U.S. crude oil futures rose more than 1 percent on Thursday spurred by refiners needing oil to meet robust distillate exports and as traders bought contracts to cover short positions.
The sharp move in crude oil futures came on thin volume after the market rose to a key technical level, triggering stop losses and forcing traders to scurry and buy back contracts ahead of rising prices, brokers said. U.S. oil settled 97 cents higher to end at $98.77, its highest settlement in nearly 2 months.
Traders also cited strong cash crude prices in the U.S. Gulf Coast, where Light Louisiana Sweet crude differentials hit a seven-month high of $10 over U.S. crude, or West Texas Intermediate (WTI).
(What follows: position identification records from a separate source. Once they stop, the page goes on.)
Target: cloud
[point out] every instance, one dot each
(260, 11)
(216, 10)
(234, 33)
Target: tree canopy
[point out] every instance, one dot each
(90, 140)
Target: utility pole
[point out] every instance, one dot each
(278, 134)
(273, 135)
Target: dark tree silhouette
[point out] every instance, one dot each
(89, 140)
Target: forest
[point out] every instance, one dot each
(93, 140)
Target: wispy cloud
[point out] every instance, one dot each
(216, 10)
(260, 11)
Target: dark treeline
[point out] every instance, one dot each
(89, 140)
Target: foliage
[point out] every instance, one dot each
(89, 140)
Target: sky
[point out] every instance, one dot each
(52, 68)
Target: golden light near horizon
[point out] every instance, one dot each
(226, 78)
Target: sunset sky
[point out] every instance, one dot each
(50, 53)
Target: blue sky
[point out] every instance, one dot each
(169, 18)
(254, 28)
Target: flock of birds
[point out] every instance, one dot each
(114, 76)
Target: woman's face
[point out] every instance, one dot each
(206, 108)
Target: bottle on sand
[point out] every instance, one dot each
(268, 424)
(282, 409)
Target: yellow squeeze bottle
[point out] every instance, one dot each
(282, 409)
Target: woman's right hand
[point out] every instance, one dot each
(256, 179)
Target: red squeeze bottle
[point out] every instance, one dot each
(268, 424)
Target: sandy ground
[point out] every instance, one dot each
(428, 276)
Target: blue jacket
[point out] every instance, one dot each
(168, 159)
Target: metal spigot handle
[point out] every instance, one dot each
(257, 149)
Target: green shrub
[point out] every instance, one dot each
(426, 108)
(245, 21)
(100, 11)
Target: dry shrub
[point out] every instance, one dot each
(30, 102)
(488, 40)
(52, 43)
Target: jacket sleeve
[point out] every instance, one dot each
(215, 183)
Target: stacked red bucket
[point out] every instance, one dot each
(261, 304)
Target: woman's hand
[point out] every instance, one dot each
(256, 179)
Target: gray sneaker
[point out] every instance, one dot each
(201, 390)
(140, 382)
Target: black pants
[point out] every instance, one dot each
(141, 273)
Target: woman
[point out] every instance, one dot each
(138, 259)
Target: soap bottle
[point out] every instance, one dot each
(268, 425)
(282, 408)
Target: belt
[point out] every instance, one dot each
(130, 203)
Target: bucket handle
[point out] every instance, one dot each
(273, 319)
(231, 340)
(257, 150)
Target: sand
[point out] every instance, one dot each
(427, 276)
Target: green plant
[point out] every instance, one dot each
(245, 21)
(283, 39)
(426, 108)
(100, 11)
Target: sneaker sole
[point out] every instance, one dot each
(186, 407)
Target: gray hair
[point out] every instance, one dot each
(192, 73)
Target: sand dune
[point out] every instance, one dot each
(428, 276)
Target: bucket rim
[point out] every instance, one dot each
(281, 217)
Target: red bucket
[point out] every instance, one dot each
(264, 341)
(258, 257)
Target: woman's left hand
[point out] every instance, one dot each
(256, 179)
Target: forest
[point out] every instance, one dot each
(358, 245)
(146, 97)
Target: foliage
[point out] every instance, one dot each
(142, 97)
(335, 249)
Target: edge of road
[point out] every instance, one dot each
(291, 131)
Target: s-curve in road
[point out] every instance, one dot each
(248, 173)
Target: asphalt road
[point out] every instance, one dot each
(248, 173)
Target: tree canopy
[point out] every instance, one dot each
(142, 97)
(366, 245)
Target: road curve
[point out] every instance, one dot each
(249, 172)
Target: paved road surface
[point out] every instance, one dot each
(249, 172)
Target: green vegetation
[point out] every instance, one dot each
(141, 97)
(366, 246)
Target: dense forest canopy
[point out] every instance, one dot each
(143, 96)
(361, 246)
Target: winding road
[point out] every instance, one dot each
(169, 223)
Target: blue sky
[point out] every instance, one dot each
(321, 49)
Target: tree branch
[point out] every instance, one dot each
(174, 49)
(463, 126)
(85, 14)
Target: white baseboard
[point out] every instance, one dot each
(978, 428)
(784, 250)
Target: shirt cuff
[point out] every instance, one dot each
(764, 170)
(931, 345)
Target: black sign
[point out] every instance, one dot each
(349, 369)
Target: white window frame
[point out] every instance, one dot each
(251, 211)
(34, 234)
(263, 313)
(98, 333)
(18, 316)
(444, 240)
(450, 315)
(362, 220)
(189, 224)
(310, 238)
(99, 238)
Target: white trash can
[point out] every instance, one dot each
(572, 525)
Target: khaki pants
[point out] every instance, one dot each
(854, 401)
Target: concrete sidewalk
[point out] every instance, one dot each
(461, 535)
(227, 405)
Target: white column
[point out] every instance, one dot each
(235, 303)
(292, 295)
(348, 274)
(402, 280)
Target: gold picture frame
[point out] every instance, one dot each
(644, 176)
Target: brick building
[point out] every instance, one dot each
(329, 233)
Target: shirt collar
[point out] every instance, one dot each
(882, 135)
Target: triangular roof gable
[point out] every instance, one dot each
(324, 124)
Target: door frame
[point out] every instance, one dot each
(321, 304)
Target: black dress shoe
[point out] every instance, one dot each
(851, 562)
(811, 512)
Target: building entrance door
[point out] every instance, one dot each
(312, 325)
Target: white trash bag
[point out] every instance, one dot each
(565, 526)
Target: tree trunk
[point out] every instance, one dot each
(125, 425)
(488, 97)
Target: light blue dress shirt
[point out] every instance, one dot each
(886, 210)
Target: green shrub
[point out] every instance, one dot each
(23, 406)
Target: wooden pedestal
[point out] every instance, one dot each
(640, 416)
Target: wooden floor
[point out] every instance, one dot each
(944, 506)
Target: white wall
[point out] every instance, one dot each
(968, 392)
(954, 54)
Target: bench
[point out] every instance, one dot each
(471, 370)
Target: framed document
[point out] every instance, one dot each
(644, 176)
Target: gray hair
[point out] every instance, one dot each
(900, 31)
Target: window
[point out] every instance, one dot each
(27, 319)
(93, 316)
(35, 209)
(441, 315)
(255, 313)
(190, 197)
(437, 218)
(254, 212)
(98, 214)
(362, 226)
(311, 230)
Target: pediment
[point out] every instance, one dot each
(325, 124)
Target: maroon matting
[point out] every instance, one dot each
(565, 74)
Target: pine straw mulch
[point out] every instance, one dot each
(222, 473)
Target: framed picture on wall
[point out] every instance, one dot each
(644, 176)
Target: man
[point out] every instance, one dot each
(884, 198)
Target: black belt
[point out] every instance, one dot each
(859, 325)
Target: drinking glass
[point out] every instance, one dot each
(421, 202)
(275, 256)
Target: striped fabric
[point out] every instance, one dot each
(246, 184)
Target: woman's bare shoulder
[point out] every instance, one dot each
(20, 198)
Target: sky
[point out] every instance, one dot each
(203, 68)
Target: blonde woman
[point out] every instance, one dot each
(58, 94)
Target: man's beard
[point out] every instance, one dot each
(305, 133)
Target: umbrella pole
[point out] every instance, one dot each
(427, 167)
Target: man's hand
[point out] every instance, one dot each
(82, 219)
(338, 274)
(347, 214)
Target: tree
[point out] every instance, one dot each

Gulf Coast refiners have been running high volumes of crude to make distillates for a booming export market. Wednesday's U.S. oil inventory report, showed draws in crude oil stocks for a third week in a row and a large and unexpected fall in distillates stocks. U.S. crude for January delivery, which expires at the end of the session on Thursday, broke through the 200-day moving average of $98.78 for the first time in a week, sailing past $98.75, a level at which many traders held positions.
"That confirms the inventory reports we're seeing. We know refiners are running at high levels, the demand outlook is just strong down in the Gulf and people are probably keying off that," said John Kilduff, a partner at Again Capital LLC in New York.
Brent crude added 60 cents to trade above $110 a barrel, after ending $1.19 higher on Wednesday.